La première difficulté vient du statut de ces négociations. En principe, ce sont les États, USA d’un côté et Union européenne de l’autre, qui discutent. Mais en réalité, les multinationales américaines ont la haute main sur les représentants des USA. Ce sont elles, discrètement, qui se plaignent que les normes sont trop contraignantes et pas suffisamment libérales. Ceci fait réagir des responsables écologiques, qui n’hésitent pas à dire que l’on irait vers un affaiblissement des normes européennes et que l’harmonisation de ces normes s’effectuerait par le bas.

Abandonner ou renforcer ?

La seconde découle de la première. Pour être plus libérales, ces normes doivent être porteuses de moins de contraintes. Voyons à travers quelques produits phytosanitaires ce que l’industrie américaine attendrait de l’Europe :
- tolérance plus importante pour les traces d’OGM dans l’alimentation, le fourrage et la transformation ;
- abandon de l’interdiction des volailles et des porcs alimentés aux OGM, remplacement de l’étiquetage sur la présence d’OGM par un étiquetage sur l’absence d’OGM ;
- hormones de croissance : abandon de l’interdiction du bœuf aux hormones ;
- abandon de l’interdiction du bœuf et du porc à la ractopamine* ;
- abandon de l’interdiction du poulet et de la dinde lavés au chlore ;
- abandon de l’interdiction des viandes de bœuf et de porc lavées à l’acide lactique au-delà de l’étape de la carcasse ;
- suppression des obligations de dépistage des trichines dans la viande de porc ;
- cerises : abandon ou assouplissement de l’obligation de prouver l’absence de pourriture brune ;
- mollusques : abandon de l’interdiction sur les mollusques d’origine américaine ;
- perturbateurs endocriniens : fin de l’interdiction des produits chimiques (utilisés dans la production alimentaire ou les emballages) qui affectent le système endocrinien.

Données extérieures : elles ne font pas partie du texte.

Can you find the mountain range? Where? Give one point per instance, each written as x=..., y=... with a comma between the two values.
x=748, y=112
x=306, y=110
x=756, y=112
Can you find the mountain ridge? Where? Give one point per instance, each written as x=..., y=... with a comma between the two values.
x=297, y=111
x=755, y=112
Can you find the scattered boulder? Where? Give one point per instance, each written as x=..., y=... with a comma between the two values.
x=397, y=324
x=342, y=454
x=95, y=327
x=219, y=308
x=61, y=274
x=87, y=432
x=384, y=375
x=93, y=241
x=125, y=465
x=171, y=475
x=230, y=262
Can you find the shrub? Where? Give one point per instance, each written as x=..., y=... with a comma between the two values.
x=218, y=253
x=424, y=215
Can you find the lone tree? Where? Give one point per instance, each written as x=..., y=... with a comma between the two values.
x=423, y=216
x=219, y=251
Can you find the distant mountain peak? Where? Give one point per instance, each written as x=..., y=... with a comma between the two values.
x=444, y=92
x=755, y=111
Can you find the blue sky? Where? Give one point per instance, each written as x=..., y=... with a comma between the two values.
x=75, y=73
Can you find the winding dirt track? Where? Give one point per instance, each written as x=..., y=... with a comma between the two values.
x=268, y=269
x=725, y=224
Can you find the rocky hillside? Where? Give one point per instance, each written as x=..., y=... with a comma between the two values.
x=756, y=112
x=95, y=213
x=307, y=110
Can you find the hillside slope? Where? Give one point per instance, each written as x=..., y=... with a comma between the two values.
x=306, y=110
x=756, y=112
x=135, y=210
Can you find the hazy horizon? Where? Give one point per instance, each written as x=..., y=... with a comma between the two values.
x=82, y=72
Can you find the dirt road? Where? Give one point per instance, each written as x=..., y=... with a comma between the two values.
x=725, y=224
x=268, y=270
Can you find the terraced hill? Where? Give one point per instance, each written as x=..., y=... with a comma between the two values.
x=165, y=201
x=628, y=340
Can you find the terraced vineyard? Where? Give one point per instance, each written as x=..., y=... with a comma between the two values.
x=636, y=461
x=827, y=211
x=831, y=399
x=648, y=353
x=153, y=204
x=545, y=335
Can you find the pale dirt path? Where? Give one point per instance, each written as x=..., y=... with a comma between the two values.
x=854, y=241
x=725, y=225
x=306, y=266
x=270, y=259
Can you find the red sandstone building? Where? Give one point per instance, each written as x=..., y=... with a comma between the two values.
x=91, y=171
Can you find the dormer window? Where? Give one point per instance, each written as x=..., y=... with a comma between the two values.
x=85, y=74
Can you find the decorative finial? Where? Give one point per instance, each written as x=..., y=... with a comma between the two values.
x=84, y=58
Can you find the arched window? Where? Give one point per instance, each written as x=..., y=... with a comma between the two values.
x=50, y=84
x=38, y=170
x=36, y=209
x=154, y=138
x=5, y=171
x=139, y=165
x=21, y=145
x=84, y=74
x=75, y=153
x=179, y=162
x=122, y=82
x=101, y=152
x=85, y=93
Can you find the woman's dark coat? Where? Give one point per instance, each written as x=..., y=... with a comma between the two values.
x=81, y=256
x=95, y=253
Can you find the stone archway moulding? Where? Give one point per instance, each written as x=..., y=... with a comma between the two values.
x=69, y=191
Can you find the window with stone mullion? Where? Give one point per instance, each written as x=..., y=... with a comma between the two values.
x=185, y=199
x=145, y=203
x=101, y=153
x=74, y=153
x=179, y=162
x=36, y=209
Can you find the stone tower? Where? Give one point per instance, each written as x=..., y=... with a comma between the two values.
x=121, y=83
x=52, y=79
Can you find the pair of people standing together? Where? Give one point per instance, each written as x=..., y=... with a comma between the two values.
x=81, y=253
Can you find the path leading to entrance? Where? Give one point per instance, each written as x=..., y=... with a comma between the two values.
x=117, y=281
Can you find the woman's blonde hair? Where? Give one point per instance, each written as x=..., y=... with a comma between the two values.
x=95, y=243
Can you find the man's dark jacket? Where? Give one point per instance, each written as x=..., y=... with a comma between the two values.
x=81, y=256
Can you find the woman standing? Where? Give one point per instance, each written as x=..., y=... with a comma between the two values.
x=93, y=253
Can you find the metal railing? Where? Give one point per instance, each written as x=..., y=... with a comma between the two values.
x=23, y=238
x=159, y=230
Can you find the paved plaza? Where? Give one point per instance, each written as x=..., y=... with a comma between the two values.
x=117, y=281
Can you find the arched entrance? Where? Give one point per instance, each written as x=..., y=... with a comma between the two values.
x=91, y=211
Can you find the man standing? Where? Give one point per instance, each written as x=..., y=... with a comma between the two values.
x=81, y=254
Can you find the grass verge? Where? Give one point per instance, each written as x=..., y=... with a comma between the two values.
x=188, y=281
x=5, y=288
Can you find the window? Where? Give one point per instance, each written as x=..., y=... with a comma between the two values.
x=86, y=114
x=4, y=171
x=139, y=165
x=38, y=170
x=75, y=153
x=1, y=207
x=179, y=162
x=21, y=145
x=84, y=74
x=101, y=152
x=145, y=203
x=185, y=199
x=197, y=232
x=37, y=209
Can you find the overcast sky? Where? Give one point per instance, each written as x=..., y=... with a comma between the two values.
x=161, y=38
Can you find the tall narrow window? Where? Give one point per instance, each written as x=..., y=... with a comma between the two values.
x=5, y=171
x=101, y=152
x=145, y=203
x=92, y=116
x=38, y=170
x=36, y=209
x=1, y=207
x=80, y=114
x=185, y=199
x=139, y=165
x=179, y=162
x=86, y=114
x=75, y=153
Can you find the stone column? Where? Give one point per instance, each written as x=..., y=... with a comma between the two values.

Et la liste n’est pas close…

La question que devraient se poser les Européens est la suivante : faut-il, au bénéfice hypothétique d’une légère création d’emplois et d’une petite remontée du PIB, accepter d’abandonner des règles de sécurité auxquelles les citoyens consommateurs sont très attachés ? Ou, au contraire, faut-il ouvrir des négociations avec d’autres pays qui accepteraient de souscrire, voire de renforcer les normes qui nous protègent ? Il serait inquiétant et inadmissible de voir les institutions politiques et les élus du peuple se soumettre aux dictats des grandes entreprises industrielles.
Dans ce domaine aussi, la démocratie pourrait être en danger.

Georges Goubier

*voir Fil Bleu n° 231 p. 10, article de J.-P. Moussy*. La ractopamine est un médicament utilisé pour gonfler la teneur en viande maigre chez les porcs et les bovins.